The downside to writing for this kind of magazine is that you're meant to take yourself very, very seriously. (In general, there is an inverse relationship between the quality of a given writer for The Atlantic and how often they write about how important the magazine is.) That means that you can't just go full flame war on people even when you really want to. So check out this piece from Madrigal on Rick McArthur of Harpers. He dresses it up with some airy talk about search and the Internet-- like all of his pieces, Madrigal explicitly tells you that he's smarter than someone else, an important activity when your writing itself is incapable of getting that job done-- but let's get real here: what Madrigal wants is to write a hit piece. The problem is that he's in such a self-serious venue that he can't actually just go ahead and do it. Worse for Madrigal is that the club he wants to beat McArther with is the use of branding on the Internet, saying "For just about every person, the Internet is not content brands that they return to mindlessly day after day."
Coming from The Atlantic, and particularly from someone who won't stop writing about how very important the magazine he writes for is, this is utterly shameless. The Atlantic is an institution that never stops branding! What does Madrigal think those "Ideas Festival" circle jerks are for? Does he think that people would overpay so wildly to attend a "Food Summit" if it wasn't tied to the carefully stage-managed gravitas that the publication endlessly pushes? On their website you're never far from someone telling you about how fortunate you are to be reading it. Madrigal's complaint is like saying that elf labor is inefficient when you work at Santa's workshop.
But don't take my word for it. How does The Atlantic actually feel about its own branding and the Internet? Let's check their job listings!
Now, I'm neither a Thought Leader nor part of the new breed of global business executive that mistakes terms like "start up mentality" for actual content, rather than the kind of language stupid people use to sound smart. But it sure looks to this poor country boy like The Atlantic is peddling exactly the kind of managed, branded, controlled, top-down, aristocratic, commerce-first vision of the Internet that Madrigal mocks McArthur for pursuing. The company has been very successful-- I know because they never stop saying so-- and that's because of its branding. I can only conclude that he is taking up this line out of petty resentment at another magazine, and one that values depth over hype, the arduous work of gaining knowledge over the facile assembly of glib narratives, the responsibility of adult discrimination over the cheap thrills of fanboy fawning and reckless optimism.

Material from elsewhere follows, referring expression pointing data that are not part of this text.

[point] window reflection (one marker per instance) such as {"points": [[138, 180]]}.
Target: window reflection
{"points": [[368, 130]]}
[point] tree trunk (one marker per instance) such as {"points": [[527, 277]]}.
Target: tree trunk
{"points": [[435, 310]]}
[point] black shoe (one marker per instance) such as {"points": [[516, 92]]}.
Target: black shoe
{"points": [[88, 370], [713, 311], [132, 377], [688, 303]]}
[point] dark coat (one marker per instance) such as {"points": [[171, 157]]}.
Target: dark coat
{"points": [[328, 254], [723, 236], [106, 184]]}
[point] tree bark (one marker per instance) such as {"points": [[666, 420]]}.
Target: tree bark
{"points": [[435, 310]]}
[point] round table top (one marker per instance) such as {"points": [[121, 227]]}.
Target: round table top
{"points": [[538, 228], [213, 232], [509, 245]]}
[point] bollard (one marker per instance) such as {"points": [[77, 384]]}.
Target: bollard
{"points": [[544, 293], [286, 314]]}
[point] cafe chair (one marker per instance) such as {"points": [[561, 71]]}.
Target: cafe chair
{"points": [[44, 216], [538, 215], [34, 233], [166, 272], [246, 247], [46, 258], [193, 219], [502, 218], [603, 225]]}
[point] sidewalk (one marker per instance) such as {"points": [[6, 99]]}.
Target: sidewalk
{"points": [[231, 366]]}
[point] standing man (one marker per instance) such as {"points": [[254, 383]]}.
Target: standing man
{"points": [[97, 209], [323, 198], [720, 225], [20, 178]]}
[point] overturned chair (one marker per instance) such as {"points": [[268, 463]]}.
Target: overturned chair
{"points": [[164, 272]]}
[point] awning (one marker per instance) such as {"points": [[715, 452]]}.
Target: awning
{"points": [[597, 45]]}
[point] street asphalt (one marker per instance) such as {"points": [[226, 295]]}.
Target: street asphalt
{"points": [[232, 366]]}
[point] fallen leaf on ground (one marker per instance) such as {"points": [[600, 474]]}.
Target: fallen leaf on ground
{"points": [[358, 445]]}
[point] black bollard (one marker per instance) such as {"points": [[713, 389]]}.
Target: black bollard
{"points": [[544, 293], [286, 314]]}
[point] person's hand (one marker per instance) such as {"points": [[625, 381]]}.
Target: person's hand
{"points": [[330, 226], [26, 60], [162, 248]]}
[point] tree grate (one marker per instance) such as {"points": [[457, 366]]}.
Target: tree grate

Madrigal is not wrong to celebrate the people-powered, brand-free side of the Internet. It's just that The Atlantic is truly the furthest thing possible from that. The unbranded Internet looks like this blog, not like The Atlantic, and as I will inevitably be scolded for writing a post as unserious as this one, you can see why it might be falling out of fashion. Madrigal is celebrating an Internet that his own company is slowly choking to death. He certainly is engaged in that process himself. I mean, I certainly hope that Madrigal he's pursuing some sort of editorial directive when he posts about "The Coolest Looking Dolphin." (Otherwise, I might start to suspect that he's a shallow person.) And while Facebook and Google might not be content providers, they are most certainly brands, and the notion that they represent some sort of untamed vehicles of "human intelligence" is techno-utopian woowoo bullshit. But then, that's Madrigal's brand. Isn't it?